Selon l'article L.1152-1 du code du travail, « Aucun salarié ne doit subir les agissements répétés de harcèlement moral qui ont pour objet ou pour effet une dégradation de ses conditions de travail susceptible de porter atteinte à ses droits ou à sa dignité, d'altérer sa santé physique ou mentale ou de compromettre son avenir professionnel ».

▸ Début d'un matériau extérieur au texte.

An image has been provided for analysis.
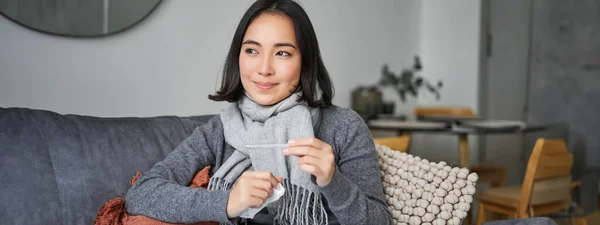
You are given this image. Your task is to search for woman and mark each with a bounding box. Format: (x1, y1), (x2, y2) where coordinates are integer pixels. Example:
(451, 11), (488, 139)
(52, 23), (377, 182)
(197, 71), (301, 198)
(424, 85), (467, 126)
(125, 0), (391, 224)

Selon l'article L.1154-1, il appartient au salarié qui s'en prétend victime de présenter des éléments de fait laissant supposer l'existence d'un harcèlement et, au vu de ces éléments, il incombe à l'employeur de prouver que les agissements reprochés ne sont pas constitutifs d'un tel harcèlement et que sa décision est justifiée par des éléments objectifs étrangers à tout harcèlement. Le juge forme sa conviction après avoir ordonné, en cas de besoin, toutes les mesures d'instruction qu'il estime utiles.

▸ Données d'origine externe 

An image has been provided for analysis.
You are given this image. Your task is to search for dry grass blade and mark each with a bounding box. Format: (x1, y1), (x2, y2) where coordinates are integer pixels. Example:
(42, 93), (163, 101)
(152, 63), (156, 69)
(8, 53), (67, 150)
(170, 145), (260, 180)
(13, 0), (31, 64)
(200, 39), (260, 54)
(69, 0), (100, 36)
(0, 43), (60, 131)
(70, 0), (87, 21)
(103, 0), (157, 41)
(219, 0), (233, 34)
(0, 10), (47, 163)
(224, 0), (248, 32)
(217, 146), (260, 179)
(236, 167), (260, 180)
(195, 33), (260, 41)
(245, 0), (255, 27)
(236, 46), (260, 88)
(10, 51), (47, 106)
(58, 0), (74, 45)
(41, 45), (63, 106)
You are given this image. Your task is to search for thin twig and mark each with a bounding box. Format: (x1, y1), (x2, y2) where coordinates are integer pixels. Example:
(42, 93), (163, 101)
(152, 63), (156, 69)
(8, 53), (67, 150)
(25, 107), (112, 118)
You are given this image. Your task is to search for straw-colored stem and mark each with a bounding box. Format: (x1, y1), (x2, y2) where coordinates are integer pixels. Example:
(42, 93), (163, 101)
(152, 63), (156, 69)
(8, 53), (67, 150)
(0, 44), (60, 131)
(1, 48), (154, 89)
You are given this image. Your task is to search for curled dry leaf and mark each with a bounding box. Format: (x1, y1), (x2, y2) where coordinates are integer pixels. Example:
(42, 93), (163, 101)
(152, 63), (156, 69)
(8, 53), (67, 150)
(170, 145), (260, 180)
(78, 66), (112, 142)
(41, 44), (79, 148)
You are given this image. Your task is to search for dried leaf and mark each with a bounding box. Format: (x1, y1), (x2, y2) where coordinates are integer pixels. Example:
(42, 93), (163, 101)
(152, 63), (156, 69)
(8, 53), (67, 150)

En l'espèce, le salarié ne produit aucun élément susceptible d'établir l'existence de faits précis matériellement vérifiables s'agissant du traitement partial et injuste dont il aurait fait l'objet de la part de sa hiérarchie en diverses circonstances.

Il ne rapporte pas la preuve de l'existence de primes de fin d'année dont il aurait été injustement privé, l'employeur justifiant de son côté qu'il a bénéficié de primes exceptionnelles.

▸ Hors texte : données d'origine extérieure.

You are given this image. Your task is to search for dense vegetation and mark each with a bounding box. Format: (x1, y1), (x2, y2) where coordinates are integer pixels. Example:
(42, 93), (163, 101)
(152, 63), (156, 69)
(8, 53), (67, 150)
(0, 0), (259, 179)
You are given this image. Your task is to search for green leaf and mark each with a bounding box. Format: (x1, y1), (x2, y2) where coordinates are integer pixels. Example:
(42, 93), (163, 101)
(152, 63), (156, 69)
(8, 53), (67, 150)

L'employeur justifie que M. [J] a régulièrement bénéficié de formation de sorte que le grief d'absence de formation est sans fondement.

M. [J] ne produit aucun élément sur les circonstances du malaise dont il aurait été victime au mois de mars 2018 permettant de l'inscrire dans un contexte de harcèlement.

Il ressort des échanges de courriels qu'il verse aux débats que sa candidature aux gilets rouges n'a pas été écartée par sa hiérarchie mais que le décision a été prise par le service en charge de cette animation en raison du trop grand nombre de candidats, son collègue ayant été également écarté,

Il ne justifie pas avoir été réprimandé pour avoir exprimé son ressenti lors de son évaluation du 28 mai 2018. En l'absence de tout autre élément l'objectivant, il apparaît que ce ressenti est directement en lien avec son évaluation de 2018 qui retient que, s'il répond aux attentes en ce qui concerne les tâches qui lui sont confiées, son comportement laisse à désirer concernant le respect des règles de l'entreprise et conclut qu'il doit se reprendre et améliorer son comportement.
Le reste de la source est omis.